Food prices will drop over the next few months, retail experts have said, despite inflation being still above 10 per cent.
Inflation, which measures the rate of price rises, fell to 10.1 per cent in the year to March from 10.4 per cent in February, driven by food prices rising at their fastest rate for 45 years. The biggest drive came from grocery products including olive oil (up 49 per cent), milk (up 38 per cent) and ready meals up (21 per cent).
“As food production costs peaked in October 2022, we expect consumer food prices to start coming down over the next few months,” BBC quoted British Retail Consortium as saying, highlighting the three to nine-month lag to see price falls getting reflected in shops.
The war in Ukraine has driven up food prices around the world. Bad weather abroad led to shortages of some vegetables – a situation made worse by UK farmers producing less due to surging energy costs. Farmers have also argued that supermarkets are not paying a fair price for their produce – something the supermarkets deny.
The government’s former food tsar Henry Dimbleby has said supermarkets having “fixed-price contracts” with suppliers means that when food is scarce, some producers opt to sell less to the UK and more elsewhere in Europe.
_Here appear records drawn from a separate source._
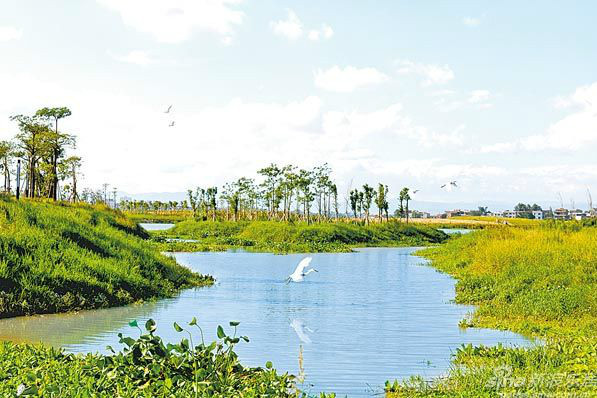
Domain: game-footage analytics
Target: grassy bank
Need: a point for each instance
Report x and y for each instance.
(62, 257)
(539, 281)
(281, 237)
(146, 368)
(159, 216)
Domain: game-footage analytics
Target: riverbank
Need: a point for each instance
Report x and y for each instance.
(541, 282)
(59, 257)
(147, 367)
(283, 237)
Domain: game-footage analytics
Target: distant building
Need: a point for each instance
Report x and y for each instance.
(419, 214)
(561, 214)
(456, 213)
(509, 214)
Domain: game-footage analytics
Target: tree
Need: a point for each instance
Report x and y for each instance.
(272, 175)
(212, 201)
(368, 194)
(69, 168)
(6, 155)
(354, 201)
(381, 200)
(305, 181)
(57, 143)
(405, 198)
(32, 140)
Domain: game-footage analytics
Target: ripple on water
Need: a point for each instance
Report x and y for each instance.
(370, 316)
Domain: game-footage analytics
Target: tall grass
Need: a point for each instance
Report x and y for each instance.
(539, 281)
(62, 257)
(274, 236)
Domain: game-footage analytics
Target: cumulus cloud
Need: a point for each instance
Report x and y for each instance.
(348, 79)
(575, 131)
(136, 57)
(432, 74)
(8, 33)
(293, 29)
(175, 21)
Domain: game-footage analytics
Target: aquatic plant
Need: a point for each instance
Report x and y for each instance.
(57, 257)
(146, 367)
(284, 237)
(540, 281)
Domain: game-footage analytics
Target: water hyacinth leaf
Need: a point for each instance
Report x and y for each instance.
(150, 325)
(221, 333)
(177, 327)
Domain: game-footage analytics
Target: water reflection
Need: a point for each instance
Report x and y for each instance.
(366, 317)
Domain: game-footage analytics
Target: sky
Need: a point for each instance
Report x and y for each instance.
(498, 96)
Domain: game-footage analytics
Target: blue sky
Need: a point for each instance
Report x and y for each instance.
(500, 96)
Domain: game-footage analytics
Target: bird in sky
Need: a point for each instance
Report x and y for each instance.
(299, 273)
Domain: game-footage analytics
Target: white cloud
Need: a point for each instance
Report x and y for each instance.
(8, 33)
(291, 27)
(325, 32)
(573, 132)
(174, 21)
(478, 99)
(471, 22)
(348, 79)
(433, 74)
(136, 57)
(479, 96)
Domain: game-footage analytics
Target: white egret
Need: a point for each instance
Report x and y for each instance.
(299, 273)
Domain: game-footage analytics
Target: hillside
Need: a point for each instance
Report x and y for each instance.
(57, 257)
(284, 237)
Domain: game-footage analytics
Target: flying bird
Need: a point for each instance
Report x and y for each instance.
(301, 330)
(299, 273)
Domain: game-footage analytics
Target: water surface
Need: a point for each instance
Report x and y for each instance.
(366, 317)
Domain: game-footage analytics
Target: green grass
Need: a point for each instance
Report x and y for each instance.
(283, 237)
(147, 367)
(160, 216)
(57, 257)
(540, 282)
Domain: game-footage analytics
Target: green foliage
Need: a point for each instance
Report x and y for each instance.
(283, 237)
(57, 257)
(147, 367)
(540, 281)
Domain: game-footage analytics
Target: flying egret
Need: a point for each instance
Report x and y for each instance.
(299, 273)
(301, 330)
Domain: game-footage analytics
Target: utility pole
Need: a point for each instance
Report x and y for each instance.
(18, 178)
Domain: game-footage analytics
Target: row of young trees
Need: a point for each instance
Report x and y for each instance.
(40, 148)
(285, 193)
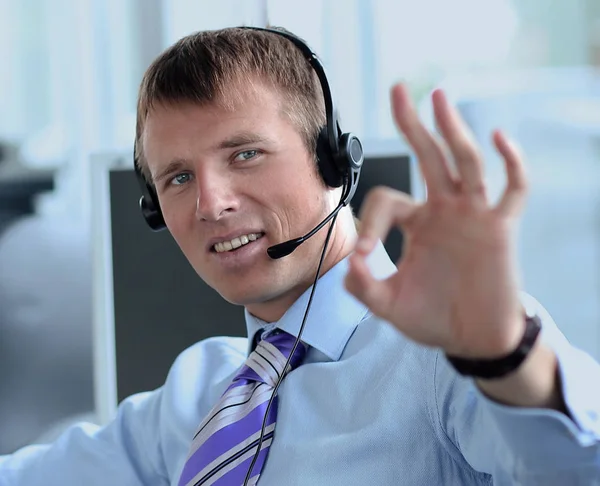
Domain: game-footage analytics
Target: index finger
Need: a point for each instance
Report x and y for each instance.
(382, 209)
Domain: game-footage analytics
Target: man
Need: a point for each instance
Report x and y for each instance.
(227, 126)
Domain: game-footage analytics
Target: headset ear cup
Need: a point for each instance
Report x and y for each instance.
(326, 162)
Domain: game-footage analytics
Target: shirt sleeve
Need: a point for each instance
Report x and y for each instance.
(524, 445)
(126, 451)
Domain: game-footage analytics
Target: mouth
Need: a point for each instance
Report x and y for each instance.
(235, 243)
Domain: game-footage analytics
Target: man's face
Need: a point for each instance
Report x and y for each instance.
(227, 178)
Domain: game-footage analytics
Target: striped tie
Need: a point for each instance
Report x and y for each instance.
(227, 439)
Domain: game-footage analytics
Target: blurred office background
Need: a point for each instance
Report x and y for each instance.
(69, 74)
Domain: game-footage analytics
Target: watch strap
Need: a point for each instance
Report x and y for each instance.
(500, 367)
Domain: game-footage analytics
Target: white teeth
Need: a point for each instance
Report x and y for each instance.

Analysts at Capital Economics said UK inflation had “risen further and stayed higher than elsewhere as the UK has experienced the worst of both worlds – a big energy shock, like the euro-zone, and labour shortages – even worse than the US.”
Chancellor Jeremy Hunt too is confident that inflation would fall sharply by the end of the year.
“We have a plan and if we’re going to reduce that pressure on families, it’s absolutely essential that we stick to that plan, and we see it through so that we halve inflation this year as the prime minister has promised,” reports quoted Hunt as saying.